In his 10th season, Caminiti won the 1996 MVP at the age of 33 with numbers that dwarfed any he had produced before. How? He credits the steroids.

Also in Verducci’s 2002 article was a powerful quote from former Rangers and Tigers pitcher Kenny Rogers: “Basically, steroids can jump you a level or two. The average player can become a star, and the star player can become a superstar, and the superstar? Forget it. He can do things we’ve never seen before.” Simply, that is all you need to know about why professional athletes continue to use PEDs: sustained and newfound success.

Stage 3: Money

Melky Cabrera (Wylio)

Melky Cabrera (Wylio)

On August 14,2012, Latin American born Melky Cabrera was playing in his 113th game as a San Francisco Giant. He was a free agent to be and was enjoying a career year. He was leading the National League in hitting with a .346 batting average, which was 62 points above his career average, to go along with 159 hits, 11 home runs, and 60 RBI. Did I mention that he had done this in only 113 games?

As a rookie, Cabrera was a much-hyped player for the New York Yankees. However, he never panned out in New York and after a failed 2010 campaign in Atlanta, Melky was at risk of becoming at best a role player in the Major Leagues. In 2011, his next contract went for just over $1 million with the Kansas City Royals. Fortunately for Cabrera he had a career year and was then traded to the San Francisco Giants that November. Then came August 15th, 2012.

Unfortunately for Melky, on that August morning it was unveiled that Cabrera had tested positive for steroids, which carried with it a 50-game suspension. Melky’s regular season was over. However, in those 113 games he had accomplished the goal of every professional athlete in a contract year: the next big payday. Cabrera was simply following the guidelines that Caminiti had laid out to Verducci back in 2002: “If a young player were to ask me what to do… I’m not going to tell him it’s bad. Look at all the money in the game: You have a chance to set your family up, to get your daughter into a better school…. So I can’t say, ‘Don’t do it,’ not when the guy next to you is as big as a house and he’s going to take your job and make the money.”

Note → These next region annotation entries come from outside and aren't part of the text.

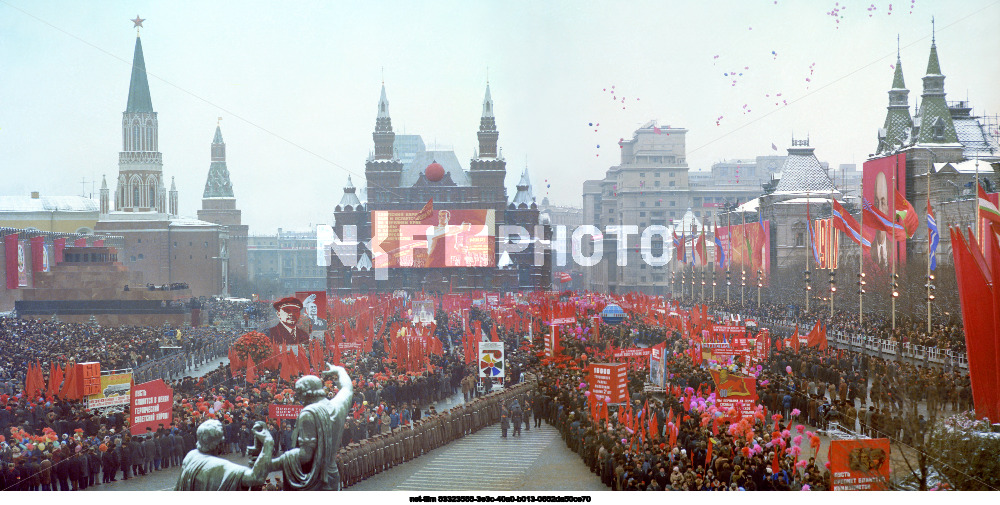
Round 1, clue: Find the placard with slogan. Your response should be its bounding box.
[827,438,889,491]
[709,368,757,418]
[267,403,303,419]
[371,207,496,268]
[479,342,505,378]
[129,379,174,435]
[588,363,628,404]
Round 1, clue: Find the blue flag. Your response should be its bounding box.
[806,217,823,267]
[715,233,726,268]
[927,202,940,270]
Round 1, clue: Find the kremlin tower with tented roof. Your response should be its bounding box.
[94,16,246,296]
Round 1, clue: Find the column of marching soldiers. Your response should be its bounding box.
[337,381,536,487]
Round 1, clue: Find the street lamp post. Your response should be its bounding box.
[757,270,764,308]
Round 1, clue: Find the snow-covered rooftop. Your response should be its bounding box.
[0,195,101,212]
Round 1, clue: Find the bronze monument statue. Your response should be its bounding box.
[174,419,274,491]
[270,364,354,491]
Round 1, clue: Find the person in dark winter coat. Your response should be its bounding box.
[129,439,146,476]
[101,442,118,484]
[500,407,510,438]
[116,440,132,480]
[87,448,101,487]
[510,400,523,437]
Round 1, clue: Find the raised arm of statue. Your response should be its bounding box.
[323,363,354,417]
[249,421,274,487]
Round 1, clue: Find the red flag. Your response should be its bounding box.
[278,352,295,382]
[298,345,309,374]
[48,363,63,396]
[247,355,257,384]
[895,189,920,238]
[833,200,872,249]
[649,408,660,440]
[806,320,826,351]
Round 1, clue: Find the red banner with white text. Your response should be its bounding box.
[129,379,174,435]
[828,438,890,491]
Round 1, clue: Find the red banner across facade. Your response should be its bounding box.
[827,438,889,491]
[129,379,174,435]
[709,368,757,419]
[267,403,302,419]
[3,233,17,289]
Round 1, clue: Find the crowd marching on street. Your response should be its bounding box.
[0,293,971,490]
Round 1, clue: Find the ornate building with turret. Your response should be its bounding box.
[869,28,1000,271]
[327,84,551,295]
[197,125,249,294]
[94,29,236,296]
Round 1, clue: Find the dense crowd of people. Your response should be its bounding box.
[0,292,971,490]
[711,301,965,353]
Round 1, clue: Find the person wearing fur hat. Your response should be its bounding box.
[268,296,309,345]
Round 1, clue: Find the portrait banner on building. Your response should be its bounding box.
[52,237,66,265]
[827,438,890,491]
[267,403,303,419]
[611,347,652,360]
[479,342,506,379]
[3,233,18,289]
[371,208,496,268]
[31,237,48,284]
[649,343,667,389]
[701,339,754,364]
[709,368,757,419]
[87,372,132,410]
[295,291,326,330]
[588,363,628,404]
[542,325,559,358]
[129,379,174,435]
[410,300,435,323]
[716,220,771,286]
[861,153,906,280]
[812,218,840,269]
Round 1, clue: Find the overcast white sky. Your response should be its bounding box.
[0,0,1000,233]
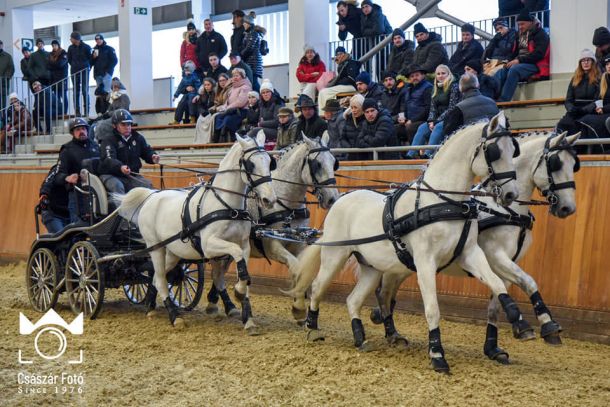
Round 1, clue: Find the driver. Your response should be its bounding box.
[99,109,160,194]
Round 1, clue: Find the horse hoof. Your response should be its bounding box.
[307,329,324,342]
[371,308,383,325]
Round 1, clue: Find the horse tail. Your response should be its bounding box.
[112,188,155,224]
[281,245,322,297]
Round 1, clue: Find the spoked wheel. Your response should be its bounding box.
[167,263,203,311]
[25,248,59,312]
[66,242,104,319]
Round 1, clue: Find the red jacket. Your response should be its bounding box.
[297,61,326,83]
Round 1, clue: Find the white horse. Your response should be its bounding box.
[288,112,522,372]
[119,134,276,333]
[371,132,580,364]
[206,134,339,317]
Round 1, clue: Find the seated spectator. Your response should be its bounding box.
[396,64,436,144]
[413,23,449,79]
[297,45,326,100]
[449,23,483,76]
[465,59,500,100]
[388,28,415,79]
[322,99,345,148]
[407,65,461,158]
[557,49,603,135]
[356,99,399,160]
[443,73,500,136]
[214,68,252,143]
[295,95,328,141]
[170,61,201,124]
[310,47,360,116]
[381,71,406,124]
[479,18,517,79]
[275,107,299,149]
[495,12,550,102]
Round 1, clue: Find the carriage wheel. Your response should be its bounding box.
[25,248,59,312]
[66,242,104,319]
[167,263,203,311]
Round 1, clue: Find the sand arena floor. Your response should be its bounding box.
[0,263,610,407]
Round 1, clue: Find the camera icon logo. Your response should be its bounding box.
[19,309,84,364]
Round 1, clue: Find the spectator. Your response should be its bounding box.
[557,49,603,135]
[443,73,500,136]
[68,31,91,116]
[295,95,328,141]
[495,12,550,102]
[214,68,252,143]
[180,20,201,72]
[322,99,345,148]
[407,65,461,158]
[28,38,51,87]
[479,18,517,76]
[276,107,299,149]
[356,99,399,160]
[356,71,383,102]
[240,13,267,92]
[390,28,415,79]
[465,59,500,100]
[170,61,201,124]
[396,64,432,144]
[228,51,254,83]
[449,23,483,76]
[203,52,227,80]
[49,40,68,114]
[310,47,360,115]
[231,10,245,54]
[197,18,227,72]
[297,45,326,100]
[0,41,15,110]
[413,23,449,74]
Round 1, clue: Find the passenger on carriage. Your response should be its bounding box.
[55,117,100,223]
[99,109,160,194]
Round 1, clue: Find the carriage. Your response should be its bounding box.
[26,169,204,319]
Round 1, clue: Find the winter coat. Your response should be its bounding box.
[91,41,119,78]
[413,32,449,73]
[68,41,91,74]
[483,28,518,61]
[387,40,415,76]
[197,30,227,71]
[241,25,267,78]
[297,61,326,83]
[449,39,483,75]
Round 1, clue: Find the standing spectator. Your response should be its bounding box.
[180,20,201,72]
[310,47,360,115]
[407,65,461,158]
[443,73,500,136]
[197,18,227,72]
[0,41,15,110]
[464,59,500,100]
[413,23,449,74]
[396,64,432,144]
[49,40,68,114]
[68,31,91,116]
[228,51,254,83]
[28,38,51,87]
[297,45,326,100]
[241,13,267,92]
[495,11,550,102]
[557,49,603,135]
[449,23,483,76]
[388,28,415,79]
[231,9,246,54]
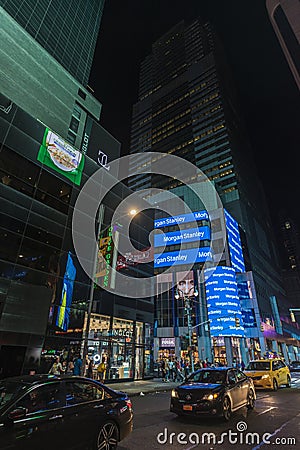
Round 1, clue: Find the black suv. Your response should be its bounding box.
[0,375,133,450]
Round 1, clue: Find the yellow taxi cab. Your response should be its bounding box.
[243,358,291,391]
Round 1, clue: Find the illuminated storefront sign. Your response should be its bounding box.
[154,227,210,247]
[154,247,212,267]
[154,211,209,228]
[224,209,246,272]
[37,128,84,185]
[204,266,245,337]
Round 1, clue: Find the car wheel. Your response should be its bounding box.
[247,389,255,409]
[94,422,119,450]
[222,397,231,422]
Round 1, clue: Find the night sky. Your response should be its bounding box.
[89,0,300,237]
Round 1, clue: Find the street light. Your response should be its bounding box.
[175,280,199,372]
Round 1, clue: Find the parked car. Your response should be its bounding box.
[289,361,300,372]
[244,358,291,391]
[170,367,256,421]
[0,375,133,450]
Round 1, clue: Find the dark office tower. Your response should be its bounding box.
[0,0,105,86]
[266,0,300,89]
[129,19,283,315]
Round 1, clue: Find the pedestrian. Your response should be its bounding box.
[73,353,82,376]
[97,356,106,383]
[48,356,63,375]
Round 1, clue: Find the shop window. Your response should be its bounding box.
[16,383,62,414]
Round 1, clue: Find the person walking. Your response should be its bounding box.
[73,354,82,376]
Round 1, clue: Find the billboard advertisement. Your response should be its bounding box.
[154,227,210,247]
[154,247,212,268]
[204,266,245,337]
[154,211,209,228]
[56,252,76,331]
[224,209,246,272]
[37,128,84,185]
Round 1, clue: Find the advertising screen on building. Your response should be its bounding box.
[56,252,76,331]
[154,211,209,228]
[204,266,245,337]
[224,209,246,272]
[154,227,210,247]
[37,128,84,185]
[154,247,212,268]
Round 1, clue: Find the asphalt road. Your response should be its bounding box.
[118,373,300,450]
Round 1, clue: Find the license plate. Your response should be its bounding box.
[183,405,193,411]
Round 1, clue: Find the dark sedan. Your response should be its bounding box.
[170,367,256,420]
[0,375,133,450]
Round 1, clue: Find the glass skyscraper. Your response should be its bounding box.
[0,0,105,86]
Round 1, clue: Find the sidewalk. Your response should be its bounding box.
[105,378,180,397]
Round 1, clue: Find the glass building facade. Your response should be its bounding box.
[0,96,153,380]
[0,0,104,86]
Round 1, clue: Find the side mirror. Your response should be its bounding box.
[7,407,27,420]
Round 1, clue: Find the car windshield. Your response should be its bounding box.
[245,361,270,370]
[188,370,226,384]
[0,381,26,409]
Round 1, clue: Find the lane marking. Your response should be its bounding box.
[257,406,278,416]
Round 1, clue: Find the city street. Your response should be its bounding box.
[119,373,300,450]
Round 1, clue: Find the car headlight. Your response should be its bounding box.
[202,393,219,400]
[171,389,178,398]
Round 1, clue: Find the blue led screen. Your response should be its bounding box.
[204,266,245,337]
[154,247,212,267]
[242,308,257,328]
[224,209,246,272]
[154,227,210,247]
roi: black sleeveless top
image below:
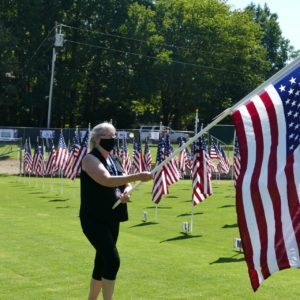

Melky Cabrera without a doubt had placed himself before his team. He did not care if he was suspended for 50 games so long as he had performed well enough to make that extra few million dollars on the next contract.

Stage 4: Survival

Alex Rodriguez (Keith Allison -- Flickr)

Alex Rodriguez (Keith Allison — Flickr)

Now, it comes full circle. Disgraced New York Yankee Alex Rodriguez knows full well what this means. It means that your, essentially artificial, body is breaking down at such a rapid pace that you have no choice but to continue using. Rodriguez, at the age of 36, has not played more than 138 games since 2008. In short, he has not been fully healthy since 2007; his body has been breaking down since he was only 31-years old.

Since then he has been fighting to survive the inevitable Major League decline that came far too early for the 3-time MVP. This all came to a head this offseason when news broke that Rodriguez would miss most of the 2013 season with a serious hip injury that required surgery. Shortly after we also found out that A-Rod had been, once again, linked to a steroid distributor. Why? He is trying to survive.

The former skinny Seattle kid, who was regarded as baseball’s greatest talent, has now tumbled into an endless abyss of injury and disgrace. Will he ever play baseball again? That remains to be seen (hopefully not), but one thing is certain: he is forever tainted as a fraud and a cheat, which is truly a shame for someone once blessed with so much pure talent and unknowing promise.

So here we are: February 9, 2013. Another baseball season is fast approaching with fans full of hope, teams full of promise, and players full of who knows what. We can only hope that one-day virtue will overcome greed, and baseball will be played on a level playing field once again.